# Just got a 2.1



## zedron (Apr 5, 2011)

So, Ive been comptemplating getting a bike for a while to help work around my back issue. I was looking at Specialized, Felt, Giant, Cannondale and Trek. After my two weeks of researching, browsing, test riding I settled on a 2.1. 
I was initially looking at CF frames so I was sort of fixed on a Specialized because I thought that it was the best feeling for me. I went into my local Trek store and the salesman I had was very helpful and informative. He suggested I try out an aluminium bike and give it a test ride. I agreed and away I went. Overall I like the feeling the aluminium bike gave me compared to a CF. Maybe because I do drag racing and the stiff feeling is what I am used to.
I took this test ride and put it in my head and went to another LBS and test rode a Specialized and Felt aluminium bike and liked the Trek the best. I went to another LBS and tried an aluminum Cannondale, and Giant with the same results. So, I now just figured out what exactly kind of bike I wanted. Next step was to sell the wife 100% on the idea.
I sold the wife yesterday and also sold her on getting her own road bike as well with me. Today I went back there and put everything on layaway with a half payment deposit till Saturday when everything that had to be ordered would be in.

Definetly looking forward to riding this Sunday.


----------



## Trek2.3 (Sep 13, 2009)

I have a Trek 2.1. It is a great bike. You'll love it.


----------



## Para8291 (Jul 18, 2010)

Congrats on the new bike. That's awesome that your wife will ride too.


----------



## TrekBikeRider (Jul 21, 2010)

Trek2.3 said:


> I have a Trek 2.1. It is a great bike.
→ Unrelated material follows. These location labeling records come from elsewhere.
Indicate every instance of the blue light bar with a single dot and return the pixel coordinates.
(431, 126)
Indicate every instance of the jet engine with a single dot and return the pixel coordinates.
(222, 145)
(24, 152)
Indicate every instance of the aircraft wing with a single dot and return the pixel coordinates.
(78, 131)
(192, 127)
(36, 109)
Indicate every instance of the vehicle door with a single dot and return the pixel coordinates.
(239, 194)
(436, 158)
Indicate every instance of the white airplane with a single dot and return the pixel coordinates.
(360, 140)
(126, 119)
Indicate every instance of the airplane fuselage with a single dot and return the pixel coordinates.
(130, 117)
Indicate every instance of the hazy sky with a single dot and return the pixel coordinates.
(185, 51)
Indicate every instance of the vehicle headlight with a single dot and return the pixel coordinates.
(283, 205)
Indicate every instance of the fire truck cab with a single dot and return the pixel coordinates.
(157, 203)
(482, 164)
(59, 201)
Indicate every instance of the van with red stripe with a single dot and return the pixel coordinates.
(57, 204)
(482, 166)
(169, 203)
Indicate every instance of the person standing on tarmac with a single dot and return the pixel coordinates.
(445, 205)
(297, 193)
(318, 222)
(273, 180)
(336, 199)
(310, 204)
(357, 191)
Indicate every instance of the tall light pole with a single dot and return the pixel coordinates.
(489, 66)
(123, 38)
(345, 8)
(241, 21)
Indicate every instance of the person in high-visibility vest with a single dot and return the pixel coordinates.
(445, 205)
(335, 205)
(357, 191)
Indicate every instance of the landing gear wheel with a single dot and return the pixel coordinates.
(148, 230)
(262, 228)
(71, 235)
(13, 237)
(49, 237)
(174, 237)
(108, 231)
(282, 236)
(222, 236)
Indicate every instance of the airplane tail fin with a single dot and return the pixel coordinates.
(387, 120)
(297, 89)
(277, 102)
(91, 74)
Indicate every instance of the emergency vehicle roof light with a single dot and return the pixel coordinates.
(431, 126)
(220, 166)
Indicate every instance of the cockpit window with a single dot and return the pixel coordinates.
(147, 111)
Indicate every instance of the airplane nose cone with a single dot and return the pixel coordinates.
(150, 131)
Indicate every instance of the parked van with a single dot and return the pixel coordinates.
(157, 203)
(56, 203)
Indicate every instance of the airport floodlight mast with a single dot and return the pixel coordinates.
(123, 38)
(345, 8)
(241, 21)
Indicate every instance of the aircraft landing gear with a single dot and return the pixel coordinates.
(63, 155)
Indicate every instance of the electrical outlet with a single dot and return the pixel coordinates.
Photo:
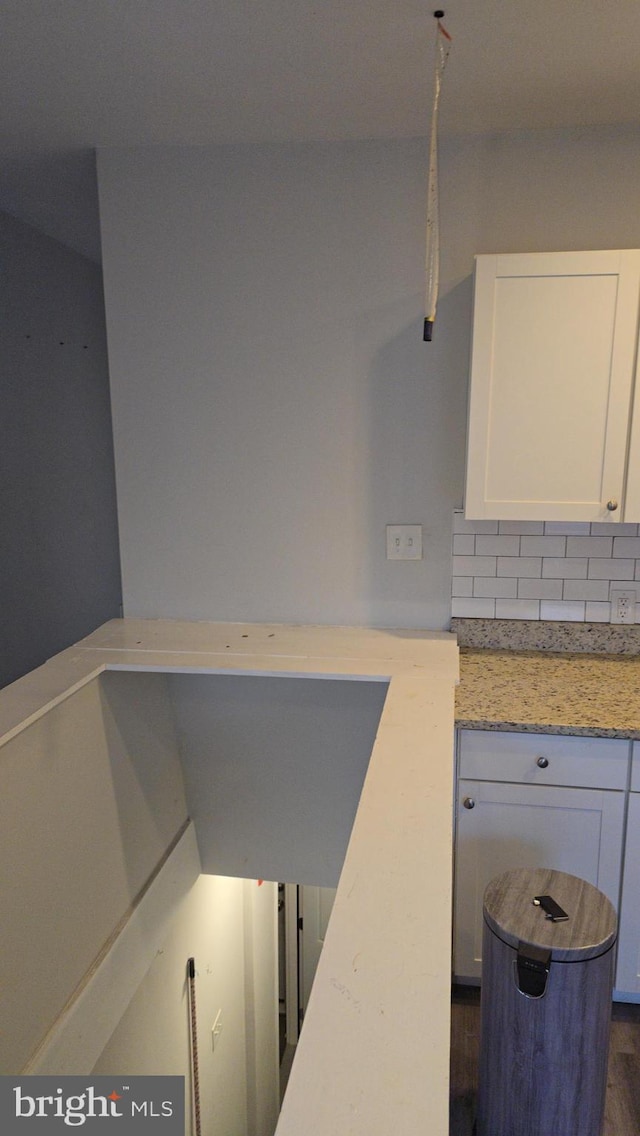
(623, 606)
(216, 1030)
(404, 542)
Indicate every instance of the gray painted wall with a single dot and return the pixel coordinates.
(59, 568)
(274, 406)
(274, 769)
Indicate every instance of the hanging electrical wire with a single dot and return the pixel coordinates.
(432, 267)
(193, 1038)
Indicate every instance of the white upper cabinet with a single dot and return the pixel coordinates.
(554, 357)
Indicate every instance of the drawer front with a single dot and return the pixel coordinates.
(543, 759)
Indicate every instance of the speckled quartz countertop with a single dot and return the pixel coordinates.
(548, 691)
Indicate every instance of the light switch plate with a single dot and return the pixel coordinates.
(404, 542)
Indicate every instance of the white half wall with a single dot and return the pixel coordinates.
(91, 801)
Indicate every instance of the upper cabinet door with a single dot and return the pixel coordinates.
(551, 382)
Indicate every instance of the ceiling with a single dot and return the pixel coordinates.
(80, 74)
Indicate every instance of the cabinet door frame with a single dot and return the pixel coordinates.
(622, 264)
(470, 887)
(628, 975)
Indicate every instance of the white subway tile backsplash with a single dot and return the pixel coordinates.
(474, 566)
(586, 590)
(555, 570)
(598, 612)
(497, 545)
(611, 569)
(473, 609)
(567, 527)
(609, 528)
(589, 545)
(462, 525)
(562, 610)
(563, 568)
(462, 585)
(515, 527)
(520, 566)
(517, 609)
(540, 589)
(625, 585)
(542, 545)
(464, 544)
(626, 546)
(495, 587)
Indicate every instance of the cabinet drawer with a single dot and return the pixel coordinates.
(543, 759)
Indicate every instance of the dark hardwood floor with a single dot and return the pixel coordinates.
(622, 1109)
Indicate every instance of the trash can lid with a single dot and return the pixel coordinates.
(512, 915)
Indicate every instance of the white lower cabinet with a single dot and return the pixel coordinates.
(541, 817)
(628, 978)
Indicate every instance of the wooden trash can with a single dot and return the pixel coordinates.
(546, 1005)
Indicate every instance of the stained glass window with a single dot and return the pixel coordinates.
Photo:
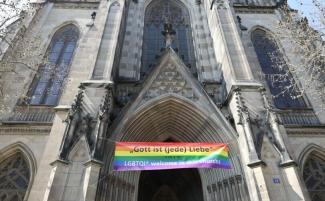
(48, 85)
(314, 177)
(157, 14)
(14, 178)
(274, 66)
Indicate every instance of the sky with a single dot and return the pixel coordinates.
(307, 8)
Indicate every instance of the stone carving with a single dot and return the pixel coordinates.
(103, 122)
(170, 80)
(245, 121)
(271, 126)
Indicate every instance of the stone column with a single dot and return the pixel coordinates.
(292, 180)
(46, 172)
(252, 165)
(58, 176)
(91, 179)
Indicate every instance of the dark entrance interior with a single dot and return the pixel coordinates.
(170, 185)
You'll love it.


Your username begs to differ.


----------



## Trek2.3 (Sep 13, 2009)

TrekBikeRider said:


> Your username begs to differ.


To be precise: FX7.2; *2.1*; 2.3; and 5.2. Four Trek bikes at the moment. My LBS loves me.

Plus a 1.5 waiting for me in London (cheaper to buy used on Ebay and dump after touring than to pay Delta Airlines to transport one of the others).


----------



## TrekBikeRider (Jul 21, 2010)

Trek2.3 said:


> To be precise: FX7.2; *2.1*; 2.3; and 5.2. Four Trek bikes at the moment. My LBS loves me.
> 
> Plus a 1.5 waiting for me in London (cheaper to buy used on Ebay and dump after touring than to pay Delta Airlines to transport one of the others).


So basically I should give you my username. I only have one Trek bike... a 6 Series SSL Madone. Love it!!


----------



## runnerstreet (Aug 8, 2010)

Pictures???


----------